Fudoki
- Author: Kij Johnson
- Publisher: Tor Books
- Publication date: October 2003
- ISBN: 0-7653-0390-6

= Fudoki (novel) =

2003 novel by Kij Johnson

Fudoki is a 2003 novel by American writer Kij Johnson, a (stand-alone) sequel to The Fox Woman.

== Plot ==
Set in 12th-century Japan, it is narrated by Harueme, an unmarried dying princess in the Court of Emperor Sutoku, who gives her life story constrained as it has been by the privileges of her position. Interleaved with her own life account is a nested story drawing on elements of Japanese mythology she has written as escapism to her own frustrations. This is about the cat Kagaya-hime whose Fudoki of the title is taken to be the common narrative of cat clans which defines their shared reality.

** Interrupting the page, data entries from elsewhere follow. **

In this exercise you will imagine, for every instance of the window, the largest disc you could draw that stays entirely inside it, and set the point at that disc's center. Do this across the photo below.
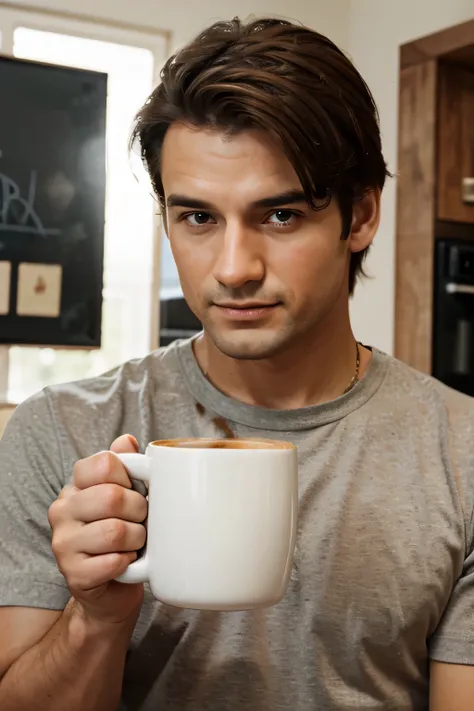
(129, 236)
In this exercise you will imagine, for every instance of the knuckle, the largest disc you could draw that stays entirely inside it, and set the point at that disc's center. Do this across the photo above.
(142, 508)
(115, 532)
(141, 536)
(105, 465)
(113, 499)
(59, 545)
(56, 512)
(93, 470)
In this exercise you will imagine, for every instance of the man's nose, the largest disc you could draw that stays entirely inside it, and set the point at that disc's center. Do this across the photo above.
(240, 258)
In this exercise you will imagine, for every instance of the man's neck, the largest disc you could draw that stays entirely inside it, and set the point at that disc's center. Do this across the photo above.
(313, 370)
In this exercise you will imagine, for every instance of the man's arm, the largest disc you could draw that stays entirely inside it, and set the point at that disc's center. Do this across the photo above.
(451, 687)
(56, 661)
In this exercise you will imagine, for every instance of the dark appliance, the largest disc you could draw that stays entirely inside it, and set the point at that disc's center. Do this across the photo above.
(176, 321)
(453, 321)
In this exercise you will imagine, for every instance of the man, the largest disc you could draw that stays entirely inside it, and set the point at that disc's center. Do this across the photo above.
(263, 146)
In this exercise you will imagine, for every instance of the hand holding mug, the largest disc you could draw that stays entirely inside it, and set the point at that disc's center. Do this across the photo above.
(97, 525)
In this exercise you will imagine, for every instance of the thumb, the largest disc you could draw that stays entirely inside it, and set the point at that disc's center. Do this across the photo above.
(124, 445)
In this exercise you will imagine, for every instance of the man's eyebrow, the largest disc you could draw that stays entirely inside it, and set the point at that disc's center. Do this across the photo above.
(185, 201)
(290, 197)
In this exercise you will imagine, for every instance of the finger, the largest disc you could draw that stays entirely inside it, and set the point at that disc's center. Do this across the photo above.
(124, 445)
(101, 468)
(110, 536)
(105, 501)
(98, 570)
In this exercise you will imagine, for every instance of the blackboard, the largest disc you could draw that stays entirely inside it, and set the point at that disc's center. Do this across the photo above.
(52, 203)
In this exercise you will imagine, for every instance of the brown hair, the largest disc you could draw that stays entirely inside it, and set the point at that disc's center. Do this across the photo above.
(289, 81)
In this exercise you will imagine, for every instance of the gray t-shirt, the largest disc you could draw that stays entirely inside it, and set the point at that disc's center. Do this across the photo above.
(383, 576)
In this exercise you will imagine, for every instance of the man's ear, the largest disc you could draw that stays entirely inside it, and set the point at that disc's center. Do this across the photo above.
(165, 221)
(365, 221)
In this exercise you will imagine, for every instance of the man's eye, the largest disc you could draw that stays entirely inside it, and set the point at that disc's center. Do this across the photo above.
(282, 218)
(197, 219)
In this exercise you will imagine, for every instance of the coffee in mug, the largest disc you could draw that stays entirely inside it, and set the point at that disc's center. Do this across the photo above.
(221, 521)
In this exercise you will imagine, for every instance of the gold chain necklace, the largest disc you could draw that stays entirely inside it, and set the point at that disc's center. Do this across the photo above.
(355, 378)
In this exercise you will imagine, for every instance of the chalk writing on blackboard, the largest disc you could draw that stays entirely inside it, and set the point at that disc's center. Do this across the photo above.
(17, 213)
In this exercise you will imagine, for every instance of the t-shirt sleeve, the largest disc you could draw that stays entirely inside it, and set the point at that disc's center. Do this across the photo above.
(453, 641)
(31, 477)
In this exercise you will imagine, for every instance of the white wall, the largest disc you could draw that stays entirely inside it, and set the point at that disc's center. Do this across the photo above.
(184, 18)
(376, 29)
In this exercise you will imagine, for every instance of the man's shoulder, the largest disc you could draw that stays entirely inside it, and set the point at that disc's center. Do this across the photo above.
(127, 379)
(413, 388)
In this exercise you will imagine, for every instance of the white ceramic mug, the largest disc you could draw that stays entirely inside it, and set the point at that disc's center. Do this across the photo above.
(221, 522)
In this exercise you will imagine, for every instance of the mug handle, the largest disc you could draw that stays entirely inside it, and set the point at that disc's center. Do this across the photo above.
(138, 467)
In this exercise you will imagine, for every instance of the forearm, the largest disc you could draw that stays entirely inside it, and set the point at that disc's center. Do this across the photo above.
(77, 665)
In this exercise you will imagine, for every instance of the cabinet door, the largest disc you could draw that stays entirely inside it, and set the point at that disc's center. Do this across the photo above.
(455, 141)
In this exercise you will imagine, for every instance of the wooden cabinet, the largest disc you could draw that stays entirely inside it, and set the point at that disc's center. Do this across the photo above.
(455, 141)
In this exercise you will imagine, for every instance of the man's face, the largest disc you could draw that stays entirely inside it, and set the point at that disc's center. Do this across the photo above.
(258, 267)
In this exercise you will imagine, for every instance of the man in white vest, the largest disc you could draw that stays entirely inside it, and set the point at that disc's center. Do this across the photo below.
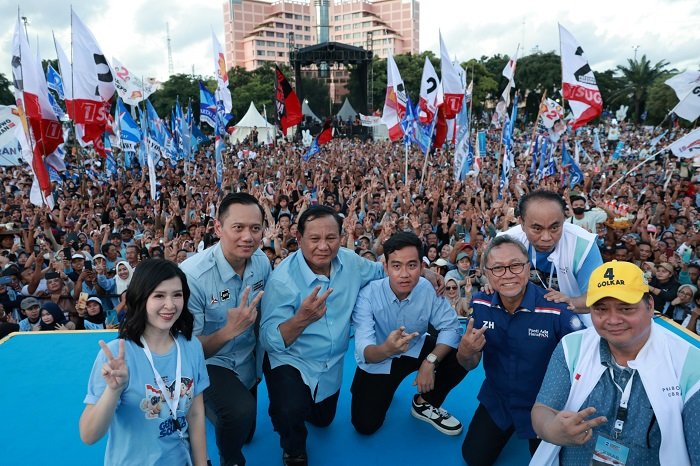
(623, 392)
(562, 255)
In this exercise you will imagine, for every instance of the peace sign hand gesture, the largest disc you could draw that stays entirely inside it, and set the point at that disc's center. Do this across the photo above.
(114, 371)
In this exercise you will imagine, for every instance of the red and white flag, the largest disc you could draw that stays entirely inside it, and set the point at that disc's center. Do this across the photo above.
(452, 85)
(93, 86)
(395, 101)
(44, 131)
(431, 94)
(222, 91)
(578, 82)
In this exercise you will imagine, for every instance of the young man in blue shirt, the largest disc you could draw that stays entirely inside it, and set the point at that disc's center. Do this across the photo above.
(226, 283)
(516, 330)
(391, 319)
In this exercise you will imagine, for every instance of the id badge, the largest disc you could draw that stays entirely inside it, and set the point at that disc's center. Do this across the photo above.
(609, 452)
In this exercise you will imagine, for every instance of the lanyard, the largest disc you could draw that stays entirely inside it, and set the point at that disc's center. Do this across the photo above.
(537, 272)
(621, 415)
(175, 400)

When Kagaya-hime's home, relatives and hence Fudoki are destroyed by a fire, she sets out on a journey into the unknown. She is transformed into a woman by gods to allow her to complete the journey, yet maintains cat-like behaviours and attitudes throughout. Finally reaching the end of Japan, she transforms back and becomes "The Cat Who Walked a Thousand Miles" to start a Fudoki of her own.

== Reviews ==
Publishers Weekly declared Fudoki one of the best science fiction/fantasy novels of 2003. It was a finalist for the 2003 James Tiptree Jr Memorial Award, the 2004 Mythopoeic Fantasy Award, and the 2004 World Fantasy Award—Novel.